The well-watered central highlands region, with its marked seasons, provides ideal conditions for many crops.

Coffee

On the region’s eastern slopes, in areas cleared of mid-altitude rainforest, between 20,000 and 30,000 tonnes a year of coffee – mainly robusta and a little arabica – is grown on farms and small plantations. Ambatomenaloha, southwest of Antsirabe and Anjoma Itsara, northwest of Fianarantsoa, are centres of small-scale arabica production, but in many parts coffee trees are harvested like a wild crop, and their beans roasted for home use. As well as the commercial varieties, Madagascar has more than 50 species of wild coffee, many with very low caffeine and some not yet named.
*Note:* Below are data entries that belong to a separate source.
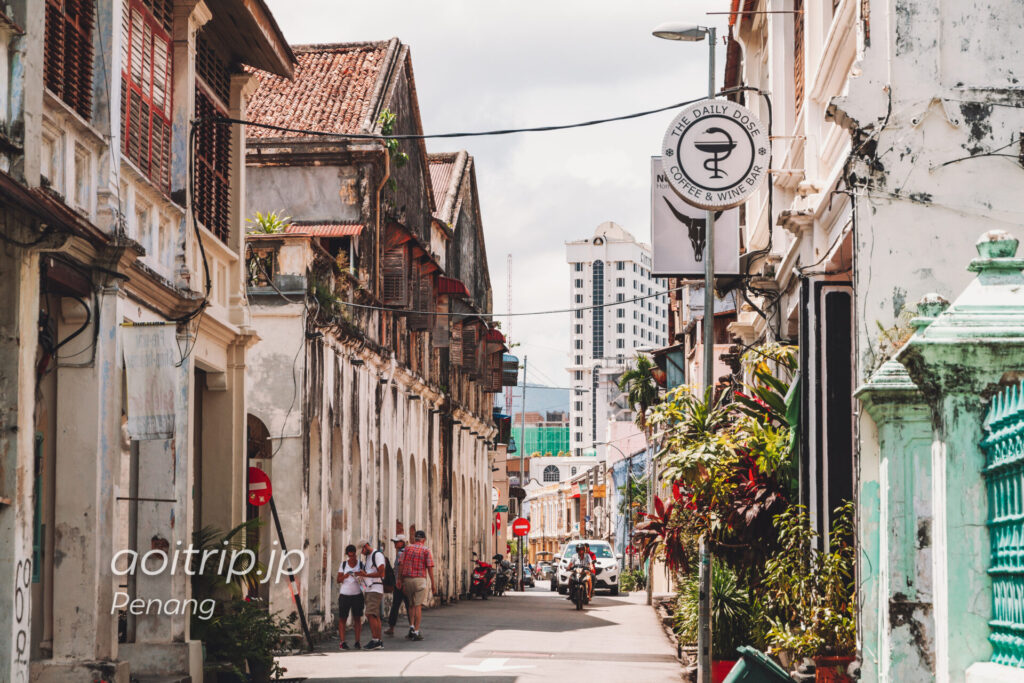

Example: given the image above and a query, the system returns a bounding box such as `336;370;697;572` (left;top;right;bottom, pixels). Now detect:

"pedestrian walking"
338;545;364;650
359;541;387;650
396;529;437;640
384;533;413;636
There’s a coffee research station at Kianjavato, midway between Ranomafana National Park and the coast, where you can see many of them.

Tea

The Sahambavy tea plantation, some 22km east of Fianarantsoa along the Fianar–Côte East railway line (but a 40km drive along a circuitous route), was started from scratch in the 1970s, using Kenyan tea bush cuttings. It produces around 500 tonnes a year on its five square kilometres, representing nearly all of Madagascar’s tea production. Tea bushes thrive particularly well in areas with high rainfall and acidic soils, so rainforest clearings are ideal. Factory and field visits are possible.

Wine

Wine is perhaps the most surprising of Madagascar’s stimulant crops. Wine grapes, planted originally by French Jesuit priests, are important in the district around Fianarantsoa and Ambalavao, where the country’s best-known vineyards – Lazan’i Betsileo, Soavita, Clos Malaza and Domaine de Lovasoa – are all found. Together with several other small producers, they make about 10 million litres a year for the local market. Unfortunately, little if any Malagasy wine even reaches supermarket plonk standards and few of the best restaurants and hotel dining rooms serve it. The problem seems to be that the growing season is dry, while the ripening season coincides with the hot, wet austral summer. The harvest takes place in February, by which time the grapes have spent many weeks being gently steamed. One new producer may be onto something: Clos Nomena at Ambalavao has been experimenting since 2001 with noble grape varieties from France, rather than the usual international hybrids. Since 2011 they have been producing the first vintage wines in Madagascar – much more expensive, but worth seeking out.